Во время нашего заточения в базилике Святого Мартина мне ни на мгновение не приходила мысль о том, чтобы молиться — так я ненавидела Бога и Церковь. Но я снова начала размышлять, надеяться, верить в то, что для меня еще возможно будущее.
Потом события стали разворачиваться с такой быстротой, какой никто не мог предугадать.
11. Руанская пленница
День подходил к концу, и в лучах еще теплого солнца то и дело вспыхивали зеркальные блики на поверхности спокойной воды Сены возле самых Хильперика и Брунхильды. Они одни сидели на берегу, словно пара влюбленных. Но эта видимость была обманчивой. Близость их тел, их оживленная беседа, уединение, которым они наслаждались — или, по крайней мере, которого искал Хильперик и которое охотно разделяла Брунхильда, — были результатом не влюбленности, а пристрастия к долгим спорам на темы, в которых никто из окружающих ничего не смыслил. Это вошло у них в привычку с тех пор, как королева была освобождена из заточения. В первые дни Мерове пытался принимать участие в словесных схватках отца и жены — скорее для того, чтобы прочно утвердиться в новой роли супруга, а не из настоящего интереса, — но скоро отказался от этого намерения: настолько скучными и сложными были для него их речи.
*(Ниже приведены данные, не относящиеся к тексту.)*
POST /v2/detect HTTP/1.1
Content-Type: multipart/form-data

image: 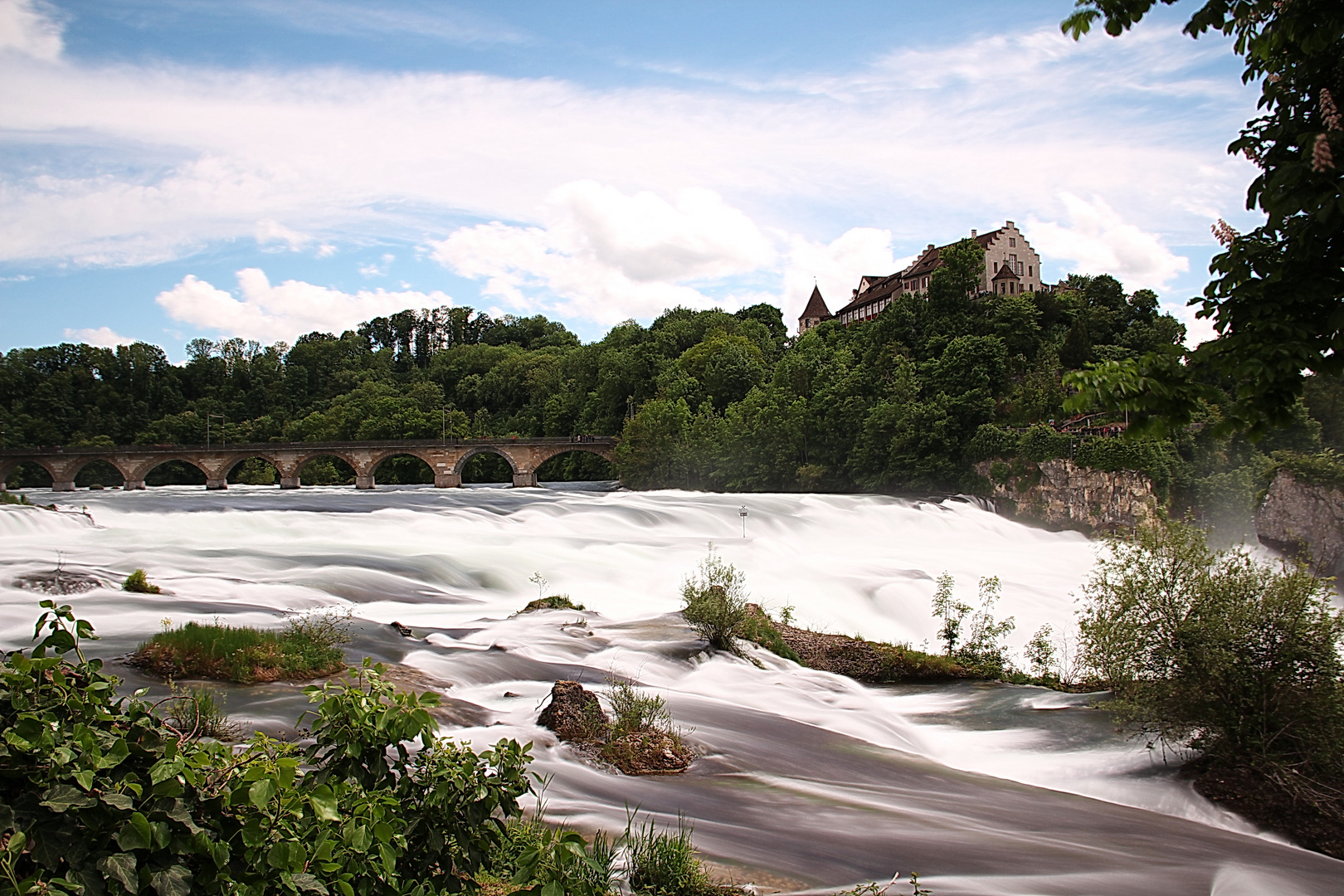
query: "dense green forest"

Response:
[0,241,1344,516]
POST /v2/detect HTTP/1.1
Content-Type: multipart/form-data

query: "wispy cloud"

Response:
[0,0,1253,329]
[66,326,136,348]
[0,0,65,61]
[154,267,453,343]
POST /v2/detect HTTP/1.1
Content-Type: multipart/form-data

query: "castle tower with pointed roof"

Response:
[798,286,832,336]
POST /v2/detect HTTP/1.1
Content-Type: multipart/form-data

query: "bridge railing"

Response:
[0,436,617,457]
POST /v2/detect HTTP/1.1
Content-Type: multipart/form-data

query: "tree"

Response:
[1062,0,1344,438]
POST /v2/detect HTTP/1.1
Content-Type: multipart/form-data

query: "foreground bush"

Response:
[681,547,750,655]
[0,601,528,896]
[129,612,349,684]
[1079,523,1344,852]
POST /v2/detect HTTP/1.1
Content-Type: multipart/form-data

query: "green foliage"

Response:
[0,601,528,896]
[1273,449,1344,489]
[1079,523,1344,790]
[1062,0,1344,438]
[129,611,349,684]
[121,570,160,594]
[519,594,583,612]
[933,572,1016,679]
[625,818,722,896]
[681,545,750,655]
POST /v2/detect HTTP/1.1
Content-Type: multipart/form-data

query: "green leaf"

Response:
[98,853,139,894]
[290,873,328,896]
[98,738,130,768]
[117,811,153,850]
[308,785,340,821]
[149,865,191,896]
[37,785,97,811]
[349,825,373,853]
[247,778,280,809]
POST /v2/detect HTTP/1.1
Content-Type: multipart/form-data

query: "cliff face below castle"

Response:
[976,460,1158,532]
[1255,470,1344,575]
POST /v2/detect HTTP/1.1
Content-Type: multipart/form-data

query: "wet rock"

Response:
[536,681,607,743]
[976,458,1158,532]
[13,570,102,594]
[1255,470,1344,575]
[601,729,695,775]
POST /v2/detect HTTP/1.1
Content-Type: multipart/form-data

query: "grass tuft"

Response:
[121,570,163,594]
[129,612,349,684]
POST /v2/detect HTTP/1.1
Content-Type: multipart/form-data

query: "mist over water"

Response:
[0,484,1344,896]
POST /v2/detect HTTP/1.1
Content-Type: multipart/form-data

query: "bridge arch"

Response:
[223,453,281,485]
[293,449,368,485]
[72,457,126,488]
[536,445,617,482]
[0,460,56,489]
[453,445,525,485]
[122,453,212,489]
[368,449,434,485]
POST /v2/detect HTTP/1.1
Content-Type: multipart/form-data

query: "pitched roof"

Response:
[798,286,830,321]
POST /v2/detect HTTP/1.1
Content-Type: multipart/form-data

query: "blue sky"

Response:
[0,0,1255,358]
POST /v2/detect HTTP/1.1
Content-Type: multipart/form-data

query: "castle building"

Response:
[827,221,1042,326]
[798,286,833,336]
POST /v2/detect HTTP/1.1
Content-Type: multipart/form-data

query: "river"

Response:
[0,484,1344,896]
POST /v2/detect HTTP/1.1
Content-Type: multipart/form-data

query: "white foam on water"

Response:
[0,486,1333,894]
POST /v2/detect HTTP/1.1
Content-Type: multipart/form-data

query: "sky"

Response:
[0,0,1259,360]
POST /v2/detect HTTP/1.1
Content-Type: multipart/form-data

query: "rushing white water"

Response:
[0,486,1344,896]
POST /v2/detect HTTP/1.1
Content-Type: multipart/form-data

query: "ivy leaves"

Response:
[0,601,528,896]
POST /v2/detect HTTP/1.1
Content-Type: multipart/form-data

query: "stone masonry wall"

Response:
[976,460,1158,532]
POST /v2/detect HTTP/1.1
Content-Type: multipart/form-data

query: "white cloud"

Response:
[0,20,1253,274]
[430,180,776,324]
[1024,192,1190,289]
[154,267,453,343]
[359,254,397,277]
[0,0,65,61]
[66,326,136,348]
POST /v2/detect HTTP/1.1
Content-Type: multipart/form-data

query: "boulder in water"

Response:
[536,681,607,743]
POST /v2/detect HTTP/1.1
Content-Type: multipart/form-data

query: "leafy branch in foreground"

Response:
[1062,0,1344,438]
[0,601,528,896]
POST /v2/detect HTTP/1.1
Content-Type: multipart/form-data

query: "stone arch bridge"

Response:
[0,436,617,492]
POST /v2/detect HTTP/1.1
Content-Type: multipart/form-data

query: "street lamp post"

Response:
[206,414,228,447]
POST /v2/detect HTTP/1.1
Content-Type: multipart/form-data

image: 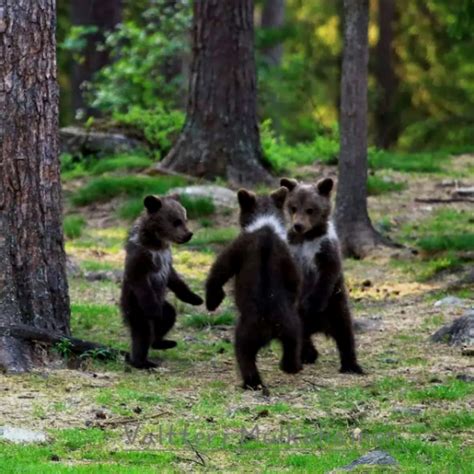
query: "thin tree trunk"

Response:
[375,0,400,148]
[0,0,70,371]
[162,0,269,184]
[335,0,388,257]
[71,0,122,115]
[261,0,285,66]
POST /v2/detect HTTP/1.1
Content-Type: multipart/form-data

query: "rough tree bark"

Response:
[0,0,70,371]
[374,0,400,148]
[261,0,285,66]
[161,0,269,184]
[71,0,122,115]
[335,0,385,257]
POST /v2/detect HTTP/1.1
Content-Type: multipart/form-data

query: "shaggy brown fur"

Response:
[120,196,203,369]
[280,178,363,374]
[206,188,302,390]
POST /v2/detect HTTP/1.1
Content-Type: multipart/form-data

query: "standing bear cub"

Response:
[206,188,302,391]
[120,196,203,369]
[280,178,363,374]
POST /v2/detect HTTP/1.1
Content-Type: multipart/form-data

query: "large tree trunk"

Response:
[375,0,400,148]
[261,0,285,66]
[162,0,269,184]
[71,0,122,115]
[0,0,69,371]
[335,0,388,257]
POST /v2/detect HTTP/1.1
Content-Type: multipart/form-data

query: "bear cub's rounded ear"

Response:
[166,193,181,202]
[270,186,288,209]
[143,194,162,214]
[237,189,257,209]
[280,178,298,191]
[316,178,334,196]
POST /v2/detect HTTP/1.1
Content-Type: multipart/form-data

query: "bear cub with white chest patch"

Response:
[120,196,203,369]
[206,188,302,392]
[280,178,363,374]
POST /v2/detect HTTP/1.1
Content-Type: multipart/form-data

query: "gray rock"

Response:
[353,318,382,332]
[170,185,237,208]
[434,296,464,308]
[59,127,144,155]
[341,450,397,471]
[0,426,46,443]
[431,311,474,346]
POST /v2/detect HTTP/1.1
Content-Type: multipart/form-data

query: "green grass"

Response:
[90,155,153,176]
[63,214,86,239]
[183,312,235,329]
[71,176,185,206]
[369,149,449,173]
[189,227,239,247]
[180,194,216,219]
[367,176,407,196]
[417,234,474,252]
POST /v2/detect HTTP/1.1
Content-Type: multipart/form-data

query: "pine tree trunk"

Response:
[0,0,70,371]
[162,0,269,184]
[375,0,400,148]
[335,0,382,257]
[71,0,122,115]
[261,0,285,66]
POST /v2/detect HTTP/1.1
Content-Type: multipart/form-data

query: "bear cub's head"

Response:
[280,178,334,237]
[139,195,193,248]
[237,187,288,228]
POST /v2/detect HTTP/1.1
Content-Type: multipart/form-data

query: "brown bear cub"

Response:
[280,178,363,374]
[120,196,203,369]
[206,188,302,391]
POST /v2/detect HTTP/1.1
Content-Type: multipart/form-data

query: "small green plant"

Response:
[53,337,72,360]
[63,214,86,239]
[367,176,407,196]
[180,194,216,219]
[71,176,184,206]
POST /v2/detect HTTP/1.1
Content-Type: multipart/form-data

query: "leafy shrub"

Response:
[90,155,153,176]
[71,176,185,206]
[63,214,86,239]
[88,4,191,115]
[260,120,339,173]
[113,103,185,156]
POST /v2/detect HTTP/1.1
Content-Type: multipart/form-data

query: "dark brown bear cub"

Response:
[120,196,203,369]
[280,178,363,374]
[206,188,302,390]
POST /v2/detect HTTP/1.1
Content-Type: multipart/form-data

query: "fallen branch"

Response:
[0,324,128,357]
[415,197,474,204]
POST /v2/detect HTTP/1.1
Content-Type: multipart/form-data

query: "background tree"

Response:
[374,0,400,148]
[261,0,285,66]
[335,0,382,257]
[0,0,69,371]
[71,0,122,114]
[162,0,269,184]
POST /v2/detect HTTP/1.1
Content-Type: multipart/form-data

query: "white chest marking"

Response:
[150,249,173,284]
[290,222,339,271]
[245,214,286,242]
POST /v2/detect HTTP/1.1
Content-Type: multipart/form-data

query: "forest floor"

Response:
[0,155,474,473]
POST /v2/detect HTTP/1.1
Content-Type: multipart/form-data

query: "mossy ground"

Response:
[0,157,474,473]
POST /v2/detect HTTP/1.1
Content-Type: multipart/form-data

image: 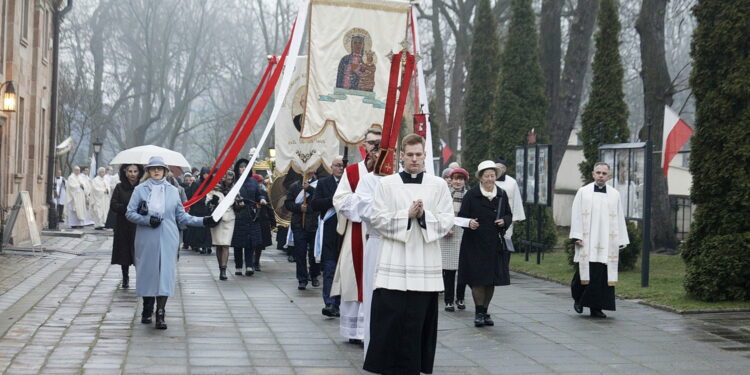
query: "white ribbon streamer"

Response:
[211,0,310,221]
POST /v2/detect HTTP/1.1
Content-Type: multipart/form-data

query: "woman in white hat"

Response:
[456,160,513,327]
[125,156,216,329]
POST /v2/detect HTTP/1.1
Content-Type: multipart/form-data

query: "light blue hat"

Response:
[145,156,168,169]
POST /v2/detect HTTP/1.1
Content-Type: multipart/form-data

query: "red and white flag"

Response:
[661,105,693,177]
[440,139,453,164]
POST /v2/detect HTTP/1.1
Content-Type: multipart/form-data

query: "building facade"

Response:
[0,0,54,240]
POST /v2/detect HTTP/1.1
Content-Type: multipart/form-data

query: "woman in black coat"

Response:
[232,159,266,276]
[458,160,513,327]
[109,164,143,289]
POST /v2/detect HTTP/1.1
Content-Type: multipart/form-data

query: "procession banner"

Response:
[211,0,308,221]
[301,0,410,144]
[274,56,339,174]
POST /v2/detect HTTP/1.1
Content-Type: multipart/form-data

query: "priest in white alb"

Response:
[65,166,88,228]
[570,162,630,318]
[495,158,526,251]
[331,127,381,344]
[364,134,454,374]
[91,167,112,230]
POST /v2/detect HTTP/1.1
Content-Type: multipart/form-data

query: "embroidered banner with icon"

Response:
[274,56,339,174]
[301,0,410,144]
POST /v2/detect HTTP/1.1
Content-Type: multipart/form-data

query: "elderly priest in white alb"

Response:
[364,134,454,374]
[570,163,630,318]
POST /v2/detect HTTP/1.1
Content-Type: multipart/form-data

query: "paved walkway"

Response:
[0,233,750,375]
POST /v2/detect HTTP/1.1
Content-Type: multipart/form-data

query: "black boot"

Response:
[474,306,485,327]
[141,297,155,324]
[254,250,262,272]
[154,296,169,329]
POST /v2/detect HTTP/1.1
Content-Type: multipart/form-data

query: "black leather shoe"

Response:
[141,311,153,324]
[474,313,484,327]
[456,299,466,310]
[154,310,167,329]
[321,305,336,318]
[484,314,495,326]
[573,302,583,314]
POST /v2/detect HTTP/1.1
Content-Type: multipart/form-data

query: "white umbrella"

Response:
[109,145,190,168]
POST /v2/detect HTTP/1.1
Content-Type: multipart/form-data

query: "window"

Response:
[42,9,50,60]
[21,0,30,43]
[16,97,26,174]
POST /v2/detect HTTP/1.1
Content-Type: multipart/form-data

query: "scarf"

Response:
[451,188,466,215]
[479,185,497,200]
[146,178,167,219]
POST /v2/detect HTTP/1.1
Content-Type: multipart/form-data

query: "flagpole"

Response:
[641,121,654,288]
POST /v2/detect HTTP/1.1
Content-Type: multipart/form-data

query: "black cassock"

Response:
[570,262,615,311]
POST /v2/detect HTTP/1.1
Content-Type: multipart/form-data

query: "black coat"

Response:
[310,175,341,261]
[458,185,513,286]
[284,181,318,232]
[232,177,268,250]
[109,166,143,266]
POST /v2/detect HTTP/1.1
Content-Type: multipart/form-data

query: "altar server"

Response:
[570,162,630,318]
[364,134,454,374]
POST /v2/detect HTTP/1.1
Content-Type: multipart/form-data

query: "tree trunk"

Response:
[636,0,677,253]
[549,0,599,181]
[539,0,563,127]
[430,0,452,156]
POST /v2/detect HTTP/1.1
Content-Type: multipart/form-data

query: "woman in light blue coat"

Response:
[125,156,216,329]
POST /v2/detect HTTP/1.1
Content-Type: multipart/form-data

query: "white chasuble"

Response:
[331,161,368,301]
[495,175,526,238]
[302,0,411,144]
[569,182,630,285]
[66,174,87,225]
[371,174,454,292]
[274,56,339,175]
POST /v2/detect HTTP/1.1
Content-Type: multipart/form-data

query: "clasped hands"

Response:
[409,199,424,219]
[469,219,505,230]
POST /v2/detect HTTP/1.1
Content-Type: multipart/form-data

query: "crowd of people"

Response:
[55,127,628,374]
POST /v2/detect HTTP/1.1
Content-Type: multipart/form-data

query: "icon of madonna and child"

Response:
[320,28,385,108]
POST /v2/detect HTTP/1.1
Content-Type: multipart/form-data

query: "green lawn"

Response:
[510,251,750,311]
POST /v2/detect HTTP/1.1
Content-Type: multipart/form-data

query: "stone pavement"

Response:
[0,232,750,375]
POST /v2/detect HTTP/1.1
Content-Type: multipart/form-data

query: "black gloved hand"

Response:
[148,216,161,228]
[136,201,148,216]
[203,215,221,228]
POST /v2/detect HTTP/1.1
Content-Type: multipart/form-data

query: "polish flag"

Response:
[661,105,693,177]
[440,139,453,164]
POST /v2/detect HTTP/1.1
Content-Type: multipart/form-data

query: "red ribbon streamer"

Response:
[183,20,297,209]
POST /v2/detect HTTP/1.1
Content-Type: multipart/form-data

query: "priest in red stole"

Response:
[331,127,381,344]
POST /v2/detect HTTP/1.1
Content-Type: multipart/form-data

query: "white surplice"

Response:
[91,176,112,228]
[331,161,368,340]
[570,182,630,285]
[371,174,454,292]
[65,173,88,226]
[495,175,526,239]
[343,172,381,354]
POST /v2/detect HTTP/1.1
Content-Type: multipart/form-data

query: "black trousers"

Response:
[363,288,438,375]
[443,270,466,304]
[570,262,615,311]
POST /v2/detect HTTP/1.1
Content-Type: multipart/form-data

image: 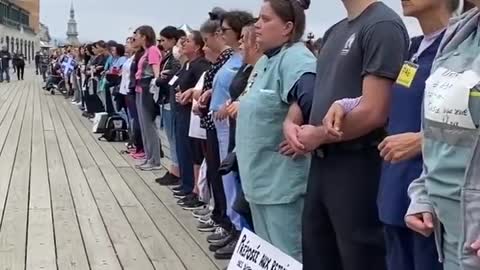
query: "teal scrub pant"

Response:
[430,194,462,270]
[250,198,304,262]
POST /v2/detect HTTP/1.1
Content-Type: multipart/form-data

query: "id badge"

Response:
[168,75,178,86]
[396,61,418,88]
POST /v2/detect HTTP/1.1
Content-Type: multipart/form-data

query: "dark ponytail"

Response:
[265,0,310,43]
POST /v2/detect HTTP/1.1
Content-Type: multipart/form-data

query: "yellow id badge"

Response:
[397,61,418,88]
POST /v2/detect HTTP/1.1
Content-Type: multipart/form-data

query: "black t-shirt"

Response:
[229,64,253,101]
[92,54,108,77]
[310,2,409,140]
[170,57,210,109]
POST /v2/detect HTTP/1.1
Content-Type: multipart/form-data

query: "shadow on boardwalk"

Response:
[0,71,227,270]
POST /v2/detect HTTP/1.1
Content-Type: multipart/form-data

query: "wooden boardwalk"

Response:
[0,70,227,270]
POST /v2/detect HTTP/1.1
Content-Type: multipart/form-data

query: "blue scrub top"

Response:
[378,33,444,226]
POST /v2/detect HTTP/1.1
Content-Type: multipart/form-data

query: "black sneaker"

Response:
[155,172,180,186]
[182,195,205,211]
[214,234,238,260]
[177,193,195,207]
[171,185,183,193]
[208,233,232,252]
[173,191,188,199]
[197,219,217,232]
[207,227,230,246]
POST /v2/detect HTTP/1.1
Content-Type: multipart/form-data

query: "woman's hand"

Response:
[227,101,240,119]
[470,240,480,257]
[193,89,202,101]
[405,212,434,237]
[215,104,228,121]
[198,89,212,108]
[192,102,202,116]
[378,133,422,163]
[323,102,345,137]
[180,89,193,105]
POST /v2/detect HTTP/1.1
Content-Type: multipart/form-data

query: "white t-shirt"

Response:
[119,56,134,95]
[188,73,207,140]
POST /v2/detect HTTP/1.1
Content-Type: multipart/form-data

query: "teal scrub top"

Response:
[236,43,316,205]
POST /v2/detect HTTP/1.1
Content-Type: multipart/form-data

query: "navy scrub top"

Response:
[377,33,444,227]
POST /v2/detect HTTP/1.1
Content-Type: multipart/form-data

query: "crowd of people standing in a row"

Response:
[0,45,31,83]
[42,0,480,270]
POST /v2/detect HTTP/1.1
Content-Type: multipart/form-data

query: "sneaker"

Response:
[130,152,145,159]
[207,227,230,245]
[171,185,183,193]
[182,195,205,211]
[208,234,235,252]
[173,190,189,199]
[198,215,212,224]
[214,237,238,260]
[140,163,162,172]
[135,160,148,169]
[197,219,217,232]
[192,205,212,218]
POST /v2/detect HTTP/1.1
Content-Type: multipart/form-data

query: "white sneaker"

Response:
[140,164,162,171]
[135,159,147,169]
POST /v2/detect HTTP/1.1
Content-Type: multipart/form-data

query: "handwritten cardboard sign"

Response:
[425,67,480,129]
[227,229,302,270]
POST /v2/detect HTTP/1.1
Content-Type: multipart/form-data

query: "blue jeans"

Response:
[0,67,10,82]
[161,104,178,166]
[215,119,247,231]
[175,106,195,194]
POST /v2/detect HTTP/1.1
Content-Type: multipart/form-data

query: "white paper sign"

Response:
[227,229,303,270]
[425,68,480,129]
[168,75,178,86]
[188,99,207,140]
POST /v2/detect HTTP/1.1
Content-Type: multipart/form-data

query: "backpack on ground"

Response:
[92,112,108,133]
[98,114,129,142]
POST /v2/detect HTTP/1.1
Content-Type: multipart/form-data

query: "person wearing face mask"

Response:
[405,0,480,270]
[134,25,162,171]
[235,0,316,261]
[294,0,409,270]
[155,26,181,186]
[170,31,210,207]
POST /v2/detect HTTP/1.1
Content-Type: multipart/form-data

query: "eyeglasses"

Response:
[220,26,233,33]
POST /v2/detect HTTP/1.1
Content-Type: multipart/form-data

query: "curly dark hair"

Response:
[222,10,255,40]
[264,0,310,43]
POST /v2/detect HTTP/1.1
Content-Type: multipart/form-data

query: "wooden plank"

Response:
[45,99,90,270]
[119,168,217,270]
[117,158,228,269]
[0,85,23,155]
[26,81,57,270]
[53,96,153,270]
[46,93,121,270]
[66,102,222,269]
[0,84,26,219]
[0,85,33,270]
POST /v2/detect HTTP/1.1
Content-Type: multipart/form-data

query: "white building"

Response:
[0,0,40,61]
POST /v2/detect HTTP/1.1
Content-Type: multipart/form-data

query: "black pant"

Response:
[85,80,105,114]
[125,94,142,152]
[17,65,25,81]
[203,130,233,231]
[303,149,386,270]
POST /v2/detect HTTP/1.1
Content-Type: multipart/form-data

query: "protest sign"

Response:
[227,229,302,270]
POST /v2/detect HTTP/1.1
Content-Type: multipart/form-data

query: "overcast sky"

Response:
[40,0,418,41]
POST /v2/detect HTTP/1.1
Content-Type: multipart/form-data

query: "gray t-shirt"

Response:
[310,2,409,141]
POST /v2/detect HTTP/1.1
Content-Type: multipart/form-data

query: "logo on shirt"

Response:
[340,33,356,55]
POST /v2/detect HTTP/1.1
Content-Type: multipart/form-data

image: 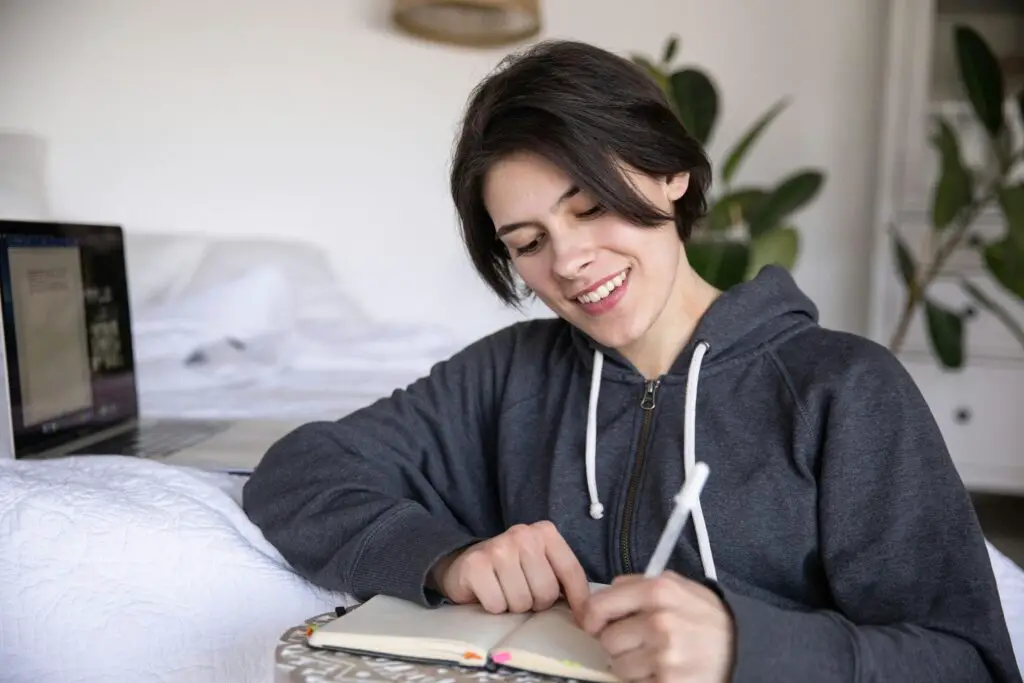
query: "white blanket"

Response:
[0,457,350,683]
[0,457,1024,683]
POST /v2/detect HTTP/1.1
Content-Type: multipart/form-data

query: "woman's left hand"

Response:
[581,571,734,683]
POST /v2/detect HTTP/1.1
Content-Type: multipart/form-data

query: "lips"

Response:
[575,268,630,304]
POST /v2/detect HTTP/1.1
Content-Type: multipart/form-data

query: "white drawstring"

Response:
[586,342,718,581]
[587,351,604,519]
[683,342,718,581]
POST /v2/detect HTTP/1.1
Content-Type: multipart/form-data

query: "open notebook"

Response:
[308,587,618,683]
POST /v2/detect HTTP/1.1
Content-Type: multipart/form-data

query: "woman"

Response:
[245,42,1021,683]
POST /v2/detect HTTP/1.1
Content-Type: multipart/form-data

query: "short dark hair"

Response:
[451,41,711,305]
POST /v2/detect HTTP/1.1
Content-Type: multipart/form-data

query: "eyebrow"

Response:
[498,185,580,238]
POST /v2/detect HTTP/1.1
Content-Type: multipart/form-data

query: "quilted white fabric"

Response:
[0,457,350,683]
[0,450,1024,683]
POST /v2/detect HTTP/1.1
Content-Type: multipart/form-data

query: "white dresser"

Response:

Хильперик вбил себе в голову мысль о том, чтобы преобразовать религию или, по крайней мере, прояснить загадку Святой Троицы — Отца, Сына и Святого Духа, которые в то же время были единым Божеством.
Это казалось ему лишенным всякого смысла, тогда как тезисы Ария, признанные еретическими по эту сторону Пиренеев, но широко распространенные в Испании, представлялись ему вполне разумными. Брунхильда и сама была воспитана в арианской вере, и вот уже две недели они продолжали углубляться в эти предметы — сначала просто из любви к риторике, потом все более и более серьезно, пытаясь найти простое и определенное решение этого вопроса, который вызывал разногласие в Западной Церкви уже не один век.
— Мне кажется, само определение «Сын Божий» было неверно истолковано, — говорил Хильперик. — По мне так речь идет не о конкретном человеке по имени Христос, а о воплощении самого Бога Отца в человеческом существе. Но ведь и мы, остальные человеческие существа, как сказано о том в Писании, созданы по образу и подобию Божьему — то есть Бога Отца. И, принимая человеческую форму, Бог как бы сам становится «сыном Божьим»
[43]
.
— Итак, Иисус Христос не Сын, а лишь сам Бог Отец, облекшийся в человеческую плоть…
— Вот именно! И потом, как можно быть своим собственным сыном? Это же лишено всякого смысла!
— Я уже слышала эту теорию, — осторожно сказала Брунхильда. — Она достаточно близка к идеям савелиан…. Но разве монахи не считают Савелия еретиком?